Avanti a tutta dritta con la riforma delle spiagge

A dispetto dei sommovimenti della politica - Pd in primis - che potrebbero anticipare le elezioni politiche, oggi previste nel 2018, il piano del Governo non si ferma. A rivelarlo, nell' incontro alla fiera Balnearia, è il presidente nazionale Fiba Confesercenti, Vincenzo Lardinelli.

 

Secondo Lardinelli il ministro agli Affari regionali Enrico Costa ha anticipato ai balneari una specie di road map della futura riforma. Che metterà a gara le concessioni demaniali, così come previsto dal disegno di legge approvato dal Governo il 27 gennaio scorso. Il disegno di legge, secondo quanto filtra dallo staff di Costa, arriverà alla Camera dei deputati nelle prossime settimane. A quel punto partirà la discussione nelle commissioni interessate.

 

Commissioni che ascolteranno anche i rappresentanti dei sindacati dei balneari. Il cui ruolo potrebbe non fermarsi qui. Il ministro Costa ha promesso ai balneari di ascoltarli, in tutto il percorso di stesura del decreto legislativo, sui temi a loro più cari: la valutazione della professionalità delle imprese oggi esistenti, i criteri con cui questa professionalità sarà premiata in sede di gara e la valutazione del valore commerciale delle aziende.

 

Quest' ultimo punto è, tra i tanti, il più delicato.
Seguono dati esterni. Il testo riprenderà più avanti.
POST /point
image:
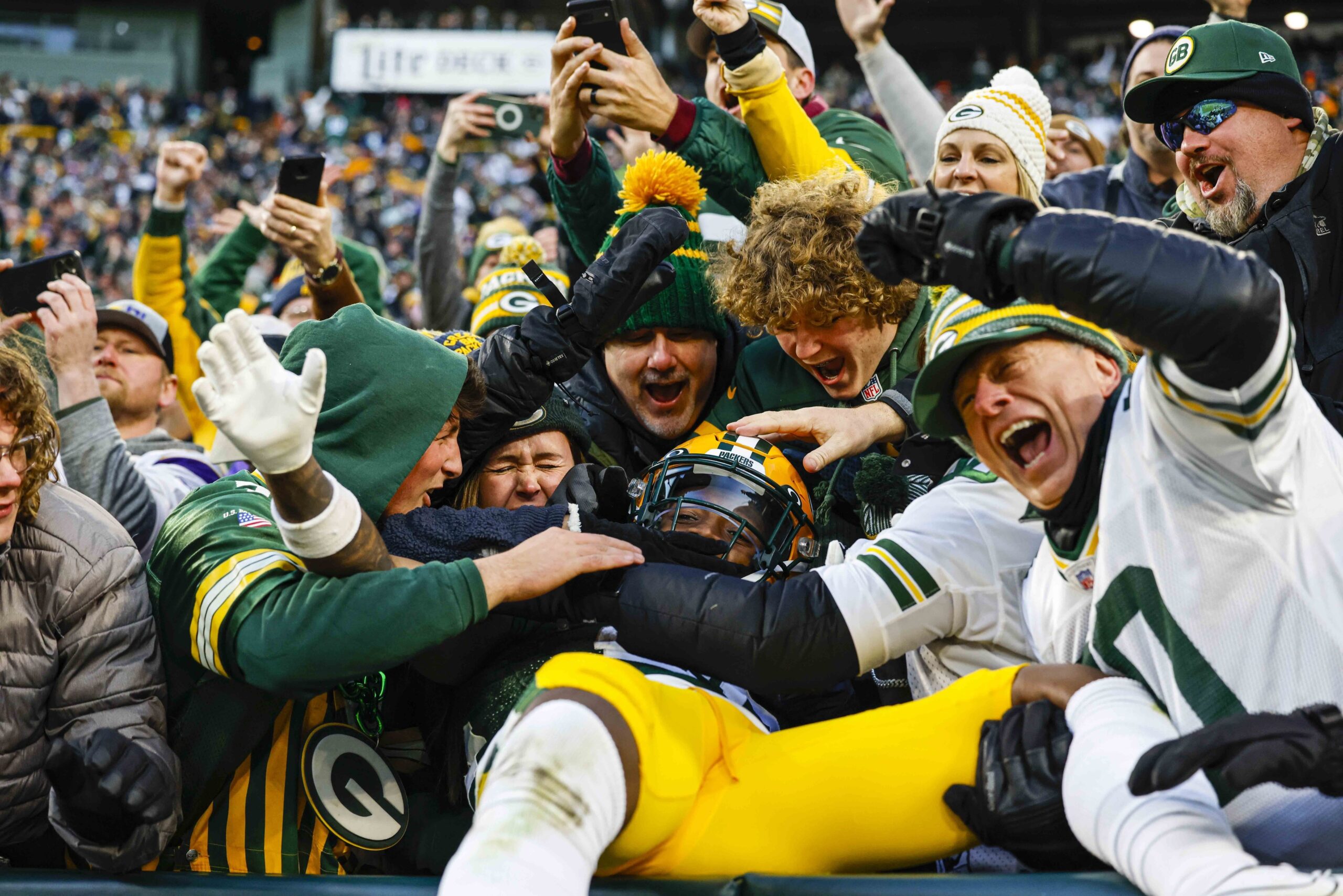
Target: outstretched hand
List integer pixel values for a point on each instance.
(269, 413)
(111, 787)
(548, 561)
(722, 17)
(571, 58)
(838, 432)
(630, 90)
(1303, 749)
(864, 20)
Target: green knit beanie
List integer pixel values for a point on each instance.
(492, 237)
(664, 179)
(557, 415)
(389, 393)
(508, 293)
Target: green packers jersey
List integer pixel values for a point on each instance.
(242, 699)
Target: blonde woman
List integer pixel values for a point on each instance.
(996, 139)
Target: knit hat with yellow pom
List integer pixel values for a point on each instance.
(660, 178)
(508, 293)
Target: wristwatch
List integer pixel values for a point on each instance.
(328, 273)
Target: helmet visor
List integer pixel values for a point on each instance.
(708, 502)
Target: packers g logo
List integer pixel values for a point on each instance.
(943, 343)
(1181, 53)
(519, 303)
(353, 789)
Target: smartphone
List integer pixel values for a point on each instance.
(514, 118)
(22, 284)
(601, 20)
(301, 178)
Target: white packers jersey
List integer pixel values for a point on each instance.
(1220, 567)
(1056, 600)
(943, 583)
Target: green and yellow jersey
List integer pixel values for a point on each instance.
(255, 649)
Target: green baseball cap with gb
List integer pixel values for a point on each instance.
(1225, 61)
(961, 327)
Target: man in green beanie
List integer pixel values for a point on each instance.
(277, 602)
(1204, 495)
(672, 359)
(1262, 171)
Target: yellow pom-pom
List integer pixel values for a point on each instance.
(521, 250)
(664, 179)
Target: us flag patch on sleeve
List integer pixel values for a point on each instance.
(252, 520)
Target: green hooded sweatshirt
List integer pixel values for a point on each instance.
(250, 637)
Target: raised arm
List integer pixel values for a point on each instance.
(910, 109)
(1210, 310)
(437, 253)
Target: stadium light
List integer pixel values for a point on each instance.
(1139, 29)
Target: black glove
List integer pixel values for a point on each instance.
(598, 490)
(560, 340)
(1017, 801)
(1303, 749)
(942, 237)
(111, 789)
(683, 549)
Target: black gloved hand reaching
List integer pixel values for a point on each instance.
(683, 549)
(598, 490)
(560, 340)
(939, 237)
(111, 789)
(630, 273)
(1302, 749)
(1017, 803)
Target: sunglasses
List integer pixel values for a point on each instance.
(1204, 118)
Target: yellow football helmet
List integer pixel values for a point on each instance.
(746, 484)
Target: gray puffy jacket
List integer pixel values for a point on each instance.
(78, 652)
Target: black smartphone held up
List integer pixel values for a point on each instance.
(301, 178)
(601, 20)
(22, 284)
(514, 118)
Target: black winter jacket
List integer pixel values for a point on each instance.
(1301, 236)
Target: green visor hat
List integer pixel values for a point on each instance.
(962, 325)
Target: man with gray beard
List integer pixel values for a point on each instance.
(1260, 171)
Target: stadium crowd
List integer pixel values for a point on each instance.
(684, 489)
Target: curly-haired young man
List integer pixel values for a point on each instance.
(837, 335)
(84, 689)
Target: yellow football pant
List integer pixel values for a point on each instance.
(719, 797)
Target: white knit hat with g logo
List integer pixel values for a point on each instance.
(1011, 108)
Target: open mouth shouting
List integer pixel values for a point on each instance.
(664, 397)
(1027, 441)
(1213, 178)
(829, 372)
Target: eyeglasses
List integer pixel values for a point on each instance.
(1204, 118)
(18, 453)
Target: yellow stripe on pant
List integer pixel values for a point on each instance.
(719, 797)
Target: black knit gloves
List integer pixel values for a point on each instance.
(1017, 803)
(939, 237)
(111, 789)
(1303, 749)
(632, 272)
(600, 490)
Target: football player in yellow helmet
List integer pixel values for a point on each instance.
(735, 489)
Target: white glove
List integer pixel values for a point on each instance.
(267, 411)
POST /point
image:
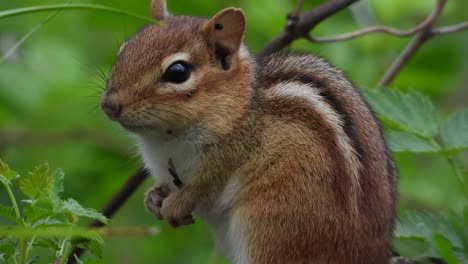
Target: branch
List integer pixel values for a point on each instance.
(450, 29)
(115, 203)
(422, 36)
(306, 22)
(379, 29)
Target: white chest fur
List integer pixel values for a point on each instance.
(187, 157)
(157, 150)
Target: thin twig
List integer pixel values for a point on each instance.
(450, 29)
(115, 203)
(420, 38)
(307, 22)
(379, 29)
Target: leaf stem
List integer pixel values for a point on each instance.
(13, 201)
(27, 36)
(457, 173)
(78, 6)
(66, 252)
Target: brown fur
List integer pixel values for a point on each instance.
(295, 197)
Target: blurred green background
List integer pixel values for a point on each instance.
(50, 87)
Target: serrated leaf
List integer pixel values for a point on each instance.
(34, 259)
(417, 225)
(6, 174)
(49, 243)
(73, 207)
(36, 213)
(404, 142)
(411, 112)
(41, 185)
(454, 132)
(37, 182)
(56, 189)
(50, 232)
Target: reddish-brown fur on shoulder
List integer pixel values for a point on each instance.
(313, 179)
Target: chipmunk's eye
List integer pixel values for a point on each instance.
(177, 72)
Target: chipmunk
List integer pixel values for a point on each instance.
(280, 155)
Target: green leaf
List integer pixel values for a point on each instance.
(33, 214)
(6, 175)
(410, 112)
(454, 132)
(50, 232)
(50, 243)
(34, 259)
(444, 247)
(7, 212)
(6, 251)
(93, 246)
(57, 187)
(404, 142)
(37, 182)
(40, 184)
(73, 207)
(45, 8)
(417, 225)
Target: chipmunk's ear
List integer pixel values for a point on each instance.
(158, 9)
(225, 31)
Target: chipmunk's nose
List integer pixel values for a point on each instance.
(113, 110)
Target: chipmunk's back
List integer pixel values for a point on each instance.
(327, 139)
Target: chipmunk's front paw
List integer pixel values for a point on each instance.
(177, 208)
(154, 199)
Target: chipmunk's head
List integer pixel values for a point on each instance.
(180, 71)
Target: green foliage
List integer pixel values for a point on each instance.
(421, 235)
(46, 113)
(413, 124)
(413, 127)
(46, 220)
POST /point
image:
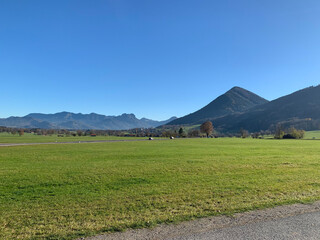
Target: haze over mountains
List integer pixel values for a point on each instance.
(68, 120)
(237, 108)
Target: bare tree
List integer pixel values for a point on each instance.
(207, 128)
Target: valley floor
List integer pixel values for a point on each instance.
(68, 191)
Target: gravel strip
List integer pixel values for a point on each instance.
(203, 225)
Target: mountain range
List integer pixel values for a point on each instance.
(236, 100)
(236, 109)
(68, 120)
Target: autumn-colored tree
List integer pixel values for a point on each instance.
(207, 128)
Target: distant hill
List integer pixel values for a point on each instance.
(68, 120)
(236, 100)
(300, 109)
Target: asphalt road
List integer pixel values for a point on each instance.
(304, 226)
(298, 221)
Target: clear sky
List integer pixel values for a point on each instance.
(155, 59)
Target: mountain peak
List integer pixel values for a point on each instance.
(236, 100)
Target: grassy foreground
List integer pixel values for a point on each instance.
(31, 138)
(74, 190)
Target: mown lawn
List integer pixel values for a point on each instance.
(312, 135)
(32, 138)
(74, 190)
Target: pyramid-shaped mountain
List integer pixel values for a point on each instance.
(300, 109)
(236, 100)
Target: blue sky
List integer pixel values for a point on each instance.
(155, 59)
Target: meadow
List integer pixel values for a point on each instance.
(75, 190)
(32, 138)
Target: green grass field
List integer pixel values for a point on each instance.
(312, 135)
(31, 138)
(74, 190)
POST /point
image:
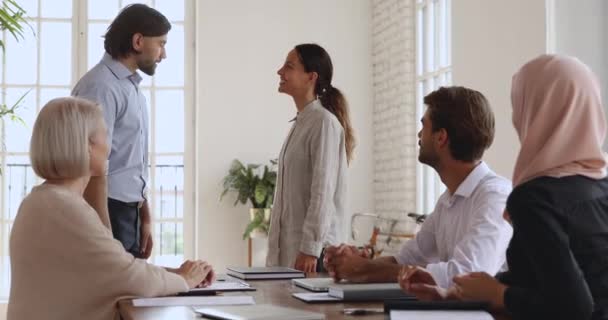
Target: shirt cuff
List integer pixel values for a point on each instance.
(311, 248)
(440, 274)
(176, 283)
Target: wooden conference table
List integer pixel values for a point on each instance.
(277, 292)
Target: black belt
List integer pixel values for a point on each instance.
(127, 204)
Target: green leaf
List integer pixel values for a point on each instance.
(250, 183)
(261, 191)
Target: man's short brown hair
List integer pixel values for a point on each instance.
(466, 116)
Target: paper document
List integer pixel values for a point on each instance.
(314, 296)
(439, 315)
(225, 286)
(193, 301)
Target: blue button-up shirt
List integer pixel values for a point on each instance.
(116, 89)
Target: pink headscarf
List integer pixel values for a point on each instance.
(558, 115)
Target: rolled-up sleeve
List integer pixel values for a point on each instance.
(421, 250)
(483, 246)
(327, 153)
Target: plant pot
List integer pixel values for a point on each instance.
(254, 212)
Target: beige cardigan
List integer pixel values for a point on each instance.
(65, 263)
(309, 204)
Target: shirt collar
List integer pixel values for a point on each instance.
(119, 70)
(466, 188)
(306, 110)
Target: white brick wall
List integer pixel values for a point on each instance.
(394, 122)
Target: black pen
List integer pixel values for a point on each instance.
(361, 311)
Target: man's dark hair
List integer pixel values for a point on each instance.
(467, 118)
(135, 18)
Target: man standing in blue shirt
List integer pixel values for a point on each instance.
(134, 41)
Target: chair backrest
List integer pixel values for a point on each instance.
(382, 234)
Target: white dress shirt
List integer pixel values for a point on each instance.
(466, 232)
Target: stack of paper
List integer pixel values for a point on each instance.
(265, 273)
(259, 312)
(439, 315)
(193, 301)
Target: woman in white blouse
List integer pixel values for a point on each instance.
(308, 210)
(65, 264)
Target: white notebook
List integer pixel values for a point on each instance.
(314, 284)
(440, 315)
(258, 312)
(193, 301)
(314, 297)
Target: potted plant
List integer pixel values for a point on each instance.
(255, 184)
(12, 19)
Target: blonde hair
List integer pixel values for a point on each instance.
(59, 148)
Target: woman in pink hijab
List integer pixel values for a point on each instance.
(558, 256)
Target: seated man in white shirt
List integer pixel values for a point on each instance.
(466, 232)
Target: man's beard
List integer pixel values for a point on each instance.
(147, 67)
(428, 158)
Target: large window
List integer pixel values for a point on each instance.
(66, 40)
(433, 70)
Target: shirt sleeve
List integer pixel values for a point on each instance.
(328, 153)
(108, 100)
(561, 291)
(103, 261)
(421, 250)
(484, 245)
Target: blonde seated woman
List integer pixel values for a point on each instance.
(65, 263)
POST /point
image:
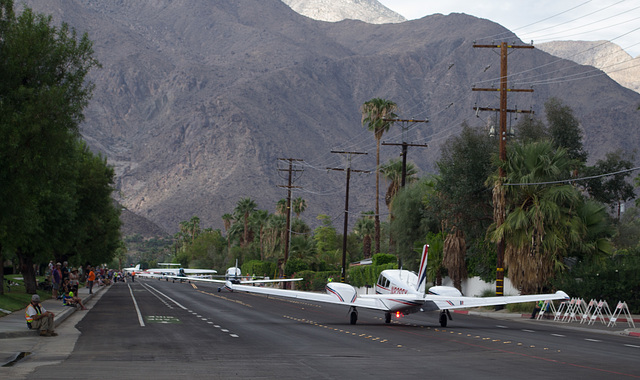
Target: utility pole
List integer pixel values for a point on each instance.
(405, 144)
(346, 209)
(503, 147)
(289, 186)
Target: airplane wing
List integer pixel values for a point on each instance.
(344, 294)
(448, 302)
(199, 271)
(241, 281)
(332, 296)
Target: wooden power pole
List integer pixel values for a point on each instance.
(346, 209)
(503, 143)
(289, 186)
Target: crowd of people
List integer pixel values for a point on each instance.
(64, 283)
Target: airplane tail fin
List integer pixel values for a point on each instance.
(422, 273)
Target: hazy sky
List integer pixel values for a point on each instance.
(543, 20)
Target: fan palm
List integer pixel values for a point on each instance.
(541, 220)
(375, 114)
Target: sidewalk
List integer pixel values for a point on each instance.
(620, 328)
(14, 325)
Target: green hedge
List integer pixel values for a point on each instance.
(367, 275)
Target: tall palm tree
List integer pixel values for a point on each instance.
(299, 205)
(541, 221)
(374, 115)
(228, 219)
(364, 228)
(244, 208)
(392, 171)
(260, 219)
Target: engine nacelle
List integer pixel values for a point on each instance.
(447, 291)
(342, 292)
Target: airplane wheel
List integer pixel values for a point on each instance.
(443, 320)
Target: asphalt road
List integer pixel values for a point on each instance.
(158, 329)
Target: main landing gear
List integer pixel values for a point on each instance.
(444, 316)
(353, 315)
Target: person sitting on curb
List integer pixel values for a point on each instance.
(70, 299)
(39, 318)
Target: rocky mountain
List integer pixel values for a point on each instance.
(603, 55)
(198, 101)
(370, 11)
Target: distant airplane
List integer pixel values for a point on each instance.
(132, 269)
(169, 272)
(233, 275)
(400, 292)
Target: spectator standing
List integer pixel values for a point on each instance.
(91, 279)
(56, 280)
(39, 318)
(65, 270)
(74, 278)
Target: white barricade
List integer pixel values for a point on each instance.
(547, 307)
(621, 308)
(601, 311)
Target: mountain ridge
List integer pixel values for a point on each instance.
(197, 101)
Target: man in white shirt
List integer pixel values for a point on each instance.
(39, 318)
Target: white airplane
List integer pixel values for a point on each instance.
(233, 275)
(401, 292)
(132, 269)
(169, 272)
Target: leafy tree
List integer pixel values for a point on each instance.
(325, 236)
(299, 205)
(364, 228)
(413, 219)
(43, 91)
(461, 200)
(243, 209)
(375, 114)
(541, 222)
(564, 129)
(612, 190)
(531, 129)
(392, 172)
(259, 220)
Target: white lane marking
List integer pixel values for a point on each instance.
(137, 308)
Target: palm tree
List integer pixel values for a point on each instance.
(364, 228)
(541, 221)
(299, 205)
(228, 219)
(244, 208)
(375, 113)
(392, 171)
(259, 219)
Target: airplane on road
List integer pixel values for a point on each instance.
(233, 275)
(401, 292)
(134, 270)
(169, 272)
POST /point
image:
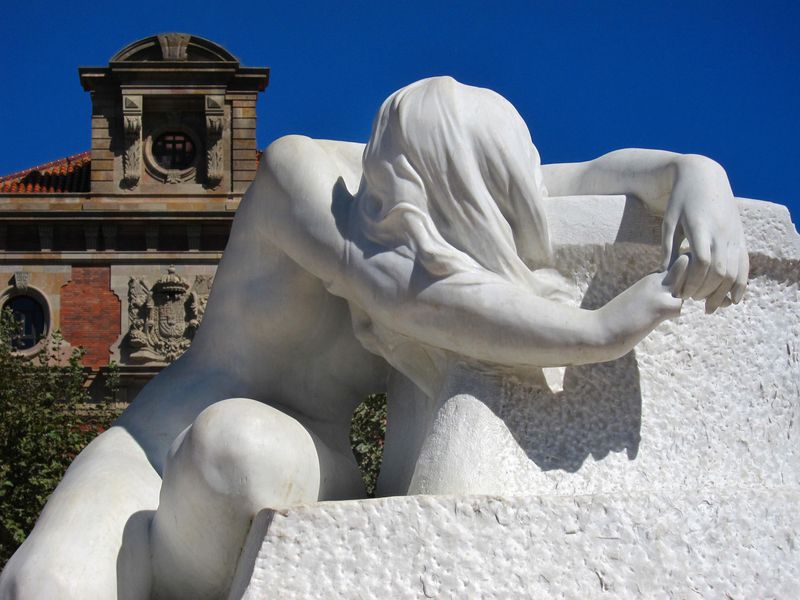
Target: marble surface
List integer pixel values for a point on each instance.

I balneari, in maggioranza rassegnati alla cosiddette "gare a evidenza pubblica" (dette impropriamente aste), non vogliono mollare sulla questione del risarcimento in caso di perdita del bagno. Questi argomenti saranno valutati, ha promesso Costa, con gli esperti incaricati dalle associazioni di categoria.

 

Ovviamente uno per sindacato e non di più: altrimenti si rischia l' ennesimo sovraffollamento. Su questo punto il sindaco di Pietrasanta Massimo Mallegni sembra voler mettere il dito nella piaga. Mallegni, in un video, spiega di essersi recato alla fiera di settore di Marina di Carrara, ma di averla abbandonata quasi subito.

 

«Ho visto che c' erano tre riunioni differenti sulle aste - ha detto Mallegni - Sono passati dieci anni da quando è emersa la questione della direttiva Bolkestein e voi (riferendosi ai concessionari, ndr) siete ancora disuniti. Così andate incontro alla sconfitta, vi toglieranno le imprese da sotto il naso».

 

A Mallegni replica Lardinelli: «Non è vero che siamo disuniti. Alcuni sindacati messi insieme hanno il 90% degli iscritti. Sono questi a rappresentare la categoria».